At the same time, the other node (the node also doing the service_relocate
script) was kept busy doing continuous recursive filesystem ls commands:
for ((a=1; a>0; a++)) ; do echo $a ; ls -alR | wc -l ; done
(It did this successfully more than 12000 times.  FYI: The wc reported between
20129 and 20131 lines of ls output depending on what the other tar process was
doing.)

This was all done in hope of reproducing either this bug or other GFS corruption
bugs such as bz 175589, bz 176352 or even bz 179069.
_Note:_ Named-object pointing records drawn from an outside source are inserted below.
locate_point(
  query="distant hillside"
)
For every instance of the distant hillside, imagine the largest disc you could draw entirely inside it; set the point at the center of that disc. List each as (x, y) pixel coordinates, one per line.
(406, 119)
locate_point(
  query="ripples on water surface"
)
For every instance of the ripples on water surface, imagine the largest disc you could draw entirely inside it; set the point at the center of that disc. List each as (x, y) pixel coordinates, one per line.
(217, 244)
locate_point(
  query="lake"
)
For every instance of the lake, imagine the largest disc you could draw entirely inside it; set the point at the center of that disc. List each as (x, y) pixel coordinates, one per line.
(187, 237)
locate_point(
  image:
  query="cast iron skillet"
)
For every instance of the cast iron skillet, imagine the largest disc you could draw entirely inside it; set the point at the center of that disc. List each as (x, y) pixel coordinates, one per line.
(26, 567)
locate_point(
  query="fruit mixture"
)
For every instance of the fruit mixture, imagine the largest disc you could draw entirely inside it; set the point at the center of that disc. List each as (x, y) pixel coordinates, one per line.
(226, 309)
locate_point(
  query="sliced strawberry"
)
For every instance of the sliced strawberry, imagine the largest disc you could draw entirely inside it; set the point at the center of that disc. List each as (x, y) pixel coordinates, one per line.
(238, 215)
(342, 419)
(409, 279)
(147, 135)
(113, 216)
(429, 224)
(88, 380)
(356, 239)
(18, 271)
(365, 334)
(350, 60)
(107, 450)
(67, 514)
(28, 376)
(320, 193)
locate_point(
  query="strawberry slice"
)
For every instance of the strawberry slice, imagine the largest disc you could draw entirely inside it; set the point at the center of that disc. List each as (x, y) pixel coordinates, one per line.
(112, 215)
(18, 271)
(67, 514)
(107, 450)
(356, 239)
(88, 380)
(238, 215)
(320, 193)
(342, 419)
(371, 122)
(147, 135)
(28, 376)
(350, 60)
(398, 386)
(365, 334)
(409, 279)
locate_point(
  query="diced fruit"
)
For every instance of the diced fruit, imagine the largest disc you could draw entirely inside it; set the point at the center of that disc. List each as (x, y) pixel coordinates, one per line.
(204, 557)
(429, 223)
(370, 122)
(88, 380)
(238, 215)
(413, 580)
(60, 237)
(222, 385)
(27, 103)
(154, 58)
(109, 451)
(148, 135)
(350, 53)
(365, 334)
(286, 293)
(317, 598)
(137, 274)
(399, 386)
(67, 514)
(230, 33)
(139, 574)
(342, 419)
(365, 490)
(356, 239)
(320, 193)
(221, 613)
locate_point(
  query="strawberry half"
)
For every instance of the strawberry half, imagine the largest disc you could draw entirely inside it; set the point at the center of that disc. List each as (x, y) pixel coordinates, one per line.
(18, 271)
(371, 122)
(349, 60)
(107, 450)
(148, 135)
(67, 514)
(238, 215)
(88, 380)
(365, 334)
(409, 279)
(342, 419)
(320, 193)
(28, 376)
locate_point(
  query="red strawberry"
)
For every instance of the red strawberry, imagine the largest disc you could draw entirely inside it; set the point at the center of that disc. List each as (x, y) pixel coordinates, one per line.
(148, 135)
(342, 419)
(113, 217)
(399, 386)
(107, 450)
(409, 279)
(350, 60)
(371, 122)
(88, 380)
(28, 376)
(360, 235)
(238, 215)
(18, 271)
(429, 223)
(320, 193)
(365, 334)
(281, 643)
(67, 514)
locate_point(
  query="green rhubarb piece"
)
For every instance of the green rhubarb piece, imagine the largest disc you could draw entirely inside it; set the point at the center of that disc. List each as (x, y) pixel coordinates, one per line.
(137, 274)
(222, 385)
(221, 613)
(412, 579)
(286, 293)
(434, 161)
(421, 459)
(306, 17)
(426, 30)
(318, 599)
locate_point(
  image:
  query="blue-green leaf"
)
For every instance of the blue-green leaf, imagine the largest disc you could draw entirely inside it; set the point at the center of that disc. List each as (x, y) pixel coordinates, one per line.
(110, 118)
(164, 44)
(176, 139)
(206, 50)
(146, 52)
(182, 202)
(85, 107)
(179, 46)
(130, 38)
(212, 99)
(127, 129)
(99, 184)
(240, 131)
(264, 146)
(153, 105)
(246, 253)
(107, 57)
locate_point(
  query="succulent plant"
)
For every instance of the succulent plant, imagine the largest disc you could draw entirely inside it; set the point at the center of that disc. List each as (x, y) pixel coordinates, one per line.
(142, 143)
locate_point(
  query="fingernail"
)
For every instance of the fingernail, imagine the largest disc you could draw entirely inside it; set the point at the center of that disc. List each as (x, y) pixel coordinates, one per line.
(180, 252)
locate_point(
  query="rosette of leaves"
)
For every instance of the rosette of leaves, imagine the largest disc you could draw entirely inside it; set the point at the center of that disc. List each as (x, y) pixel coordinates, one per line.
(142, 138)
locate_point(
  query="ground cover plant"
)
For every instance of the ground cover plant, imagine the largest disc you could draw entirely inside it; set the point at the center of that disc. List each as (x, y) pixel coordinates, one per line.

Unfortunately for this bug (but fortunately for GFS in general), all of this ran
successfully with absolutely no evidence of filesystem corruption.

I'm planning on mixing things up a bit and trying more I/O variations.


Comment 17 Robert Peterson 2006-02-01 23:27:02 UTC
I *may* have been able to recreate the failure.  I create *A* failure
at least.

I was running a variant of the script that rm'd and cp'd the file
before running the diff.  My script now reports only every 100 diffs,
thus increasing the pressure on the filesystem.
Running the script almost immediately gave me an "Access Denied" error, 
although it might not be the same one the customer saw.

The nfs client got:
[root@roth-03 /]# /tmp/nfs_client_io6.sh
diff: /mnt/bob/vfsbug.txt: Permission denied
Diff failed 1

The nfs client started getting (in /var/log/messages) lots of:

Feb  1 08:06:24 roth-03 kernel: NFS: Buggy server - nlink == 0!
Feb  1 08:06:24 roth-03 kernel: __nfs_fhget: iget failed

dmesg showed:

nfs_refresh_inode: inode number mismatch
expected (0xa/0x361dbd), got (0xa/0x30faff)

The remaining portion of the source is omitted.